Depuis 2008, Versailles a accueilli chaque année au printemps un artiste contemporain. Souvent audacieuses, certaines de ces expositions ont suscité des polémiques, en particulier celle confiée à Anish Kapoor.
Pour concevoir ce "Voyage d'hiver" , titre d'un recueil de lieder de Franz Schubert, Alfred Pacquement, commissaire du château pour l'art contemporain, a fait appel au président du Palais de Tokyo, Jean de Loisy.
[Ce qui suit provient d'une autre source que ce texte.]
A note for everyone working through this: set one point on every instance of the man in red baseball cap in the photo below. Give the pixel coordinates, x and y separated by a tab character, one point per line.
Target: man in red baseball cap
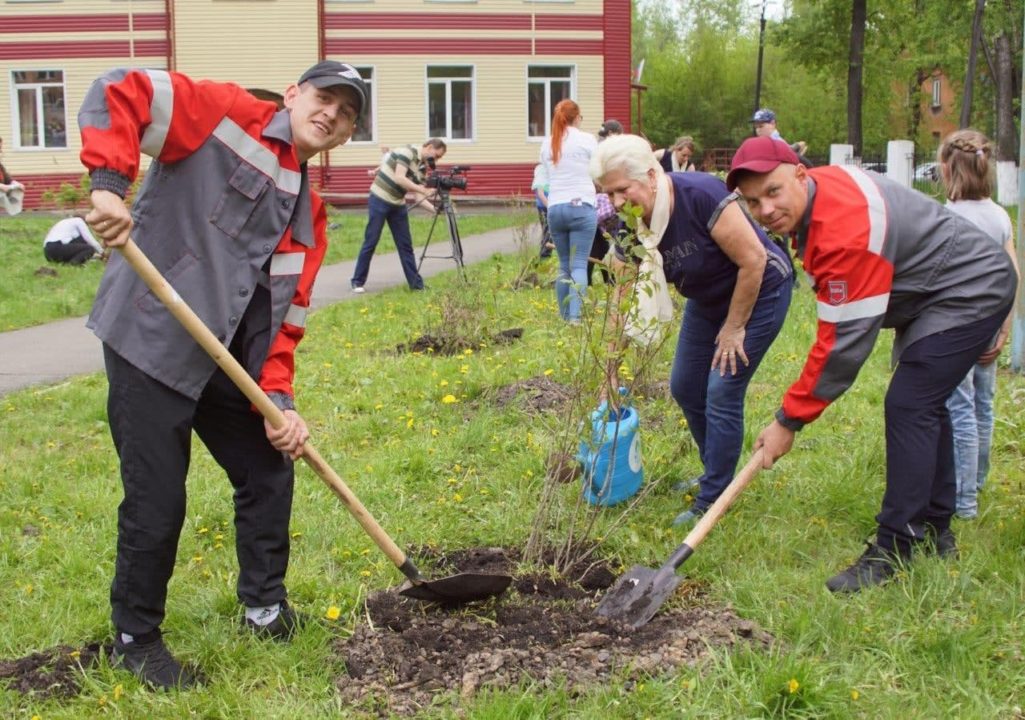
882	255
Ils ont invité seize plasticiens à prendre leurs quartiers d'hiver dans la demeure du "Roi-Soleil".
"La transformation de soi par l'accord entre l'homme et la nature, c'est de là qu'est venue l'idée du Voyage d'Hiver", accessible jusqu'au 7 janvier, déclare Jean de Loisy. "Nous avons choisi un parcours de quatorze bosquets, les plus beaux du château, qui ressemble un peu au parcours qu'on faisait faire aux ambassadeurs autrefois", précise-t-il.
Chacun de ces bosquets, sorte de cabinets de verdure aménagés dans les espaces boisés entre les allées, "a fait l'objet d'une commande. Tous les artistes ont travaillé sur la signification profonde du lieu, et Dieu sait qu'à Versailles, les symboles sont importants", ajoute le président du Palais de Tokyo.
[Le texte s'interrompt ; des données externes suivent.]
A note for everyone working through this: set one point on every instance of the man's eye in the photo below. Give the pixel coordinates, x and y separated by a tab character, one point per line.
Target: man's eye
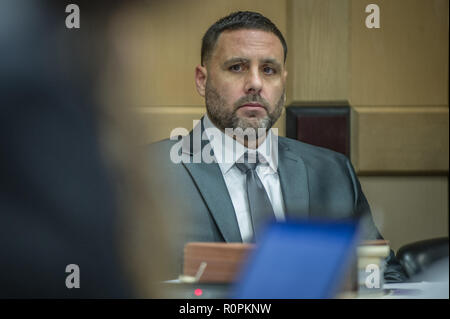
268	70
236	68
"Sculptures, installations sonores, reflets, oxydations, glaciations sont quelques-unes des techniques utilisées pour transformer la flânerie du visiteur en une expérience personnelle", expliquent de MM. Loisy et Pacquement, assistés de Rebecca Lamarche-Vadel et Yoann Gourmel.
Lacérations
Au centre du Bosquet de la Salle de Bal, Stéphane Thider a utilisé la glace pour évoquer les grands ballrooms de Detroit, aujourd'hui à l'abandon. Vestiges cristallisés d'une époque révolue, des chaises égarées, un piano renversé fondent doucement, évoquant l'inexorable cours du temps. Mais la nuit, un dispositif technique soigneusement dissimulé permet de reconstituer la couche de glace.
Pionnière de l'utilisation du textile dans l'art contemporain, Sheila Hicks a métamorphosé le Bosquet de la Colonnade : la sculpture de "L'Enlèvement de Proserpine", symbole de l'arrivée de l'hiver, est enveloppée grande bandes de tissus colorés qui rayonnent autour d'elle. L'artiste a également réalisé une barrière en branchages entrelacés. "IIs pensaient protéger les oeuvres avec des barrières en métal. Ce n'est pas du tout l'esprit de Versailles", dit-elle.
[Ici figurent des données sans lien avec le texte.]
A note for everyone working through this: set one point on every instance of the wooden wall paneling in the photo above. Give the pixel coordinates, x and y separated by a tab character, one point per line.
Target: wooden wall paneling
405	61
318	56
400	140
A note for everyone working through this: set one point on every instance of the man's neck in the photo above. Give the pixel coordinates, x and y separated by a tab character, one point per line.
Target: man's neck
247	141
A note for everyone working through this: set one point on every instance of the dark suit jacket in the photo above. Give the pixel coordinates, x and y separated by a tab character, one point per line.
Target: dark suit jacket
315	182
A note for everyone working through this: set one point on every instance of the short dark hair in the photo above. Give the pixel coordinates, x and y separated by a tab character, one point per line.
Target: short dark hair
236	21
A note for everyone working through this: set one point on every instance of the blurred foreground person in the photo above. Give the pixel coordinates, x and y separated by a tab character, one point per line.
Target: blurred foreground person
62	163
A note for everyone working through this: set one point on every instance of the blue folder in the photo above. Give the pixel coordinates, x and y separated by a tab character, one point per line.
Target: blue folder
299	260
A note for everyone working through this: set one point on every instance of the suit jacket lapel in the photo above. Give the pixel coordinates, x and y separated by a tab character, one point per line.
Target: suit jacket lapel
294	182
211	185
Hicham Berrada a choisi le Bosquet des Dômes pour construire six colonnes couvertes d'un toit doré où des concrétions de bronze se dégradent sous l'effet de courants électriques. Dans le Bassin du Miroir, Anita Molinero a installé cinq groupes de sculptures réalisés avec des conteneurs de plastique rouge transformés en objets baroques à coup de lacérations et de brûlures. Fasciné par les toiles d'araignée, Tomas Saraceno a déployé dans le Jardin du Roi une grande structure aérienne dans laquelle sont insérés des miroirs.
Pour le Bosquet du Dauphin, Dominique Petitgand a imaginé une installation de 24 haut-parleurs répartis dans les allées et diffusant "une narration fragmentée", tandis que le Suisse Ugo Rondinone a choisi le monumental bassin d'Apollon pour dresser un cercle de bois entrelacé et doré, déjà adopté par les cygnes de l'immense plan d'eau.
"On est passé du regard sur les jardins d'un seul artiste pendant plusieurs saisons à des créateurs, d'horizon, de culture et d'âge très différents, qui ont construit leur chemin dans Versailles. C'est une nouvelle découverte du château", assure Catherine Pégard.
Depuis 2008, Jeff Koons, Xavier Veilhan, Takashi Murakami, Bernar Venet, Joana Vasconcelos, Giuseppe Penone, Lee Ufan, Anish Kapoor et Olafur Eliasson se sont succédé comme artiste invité à Versailles.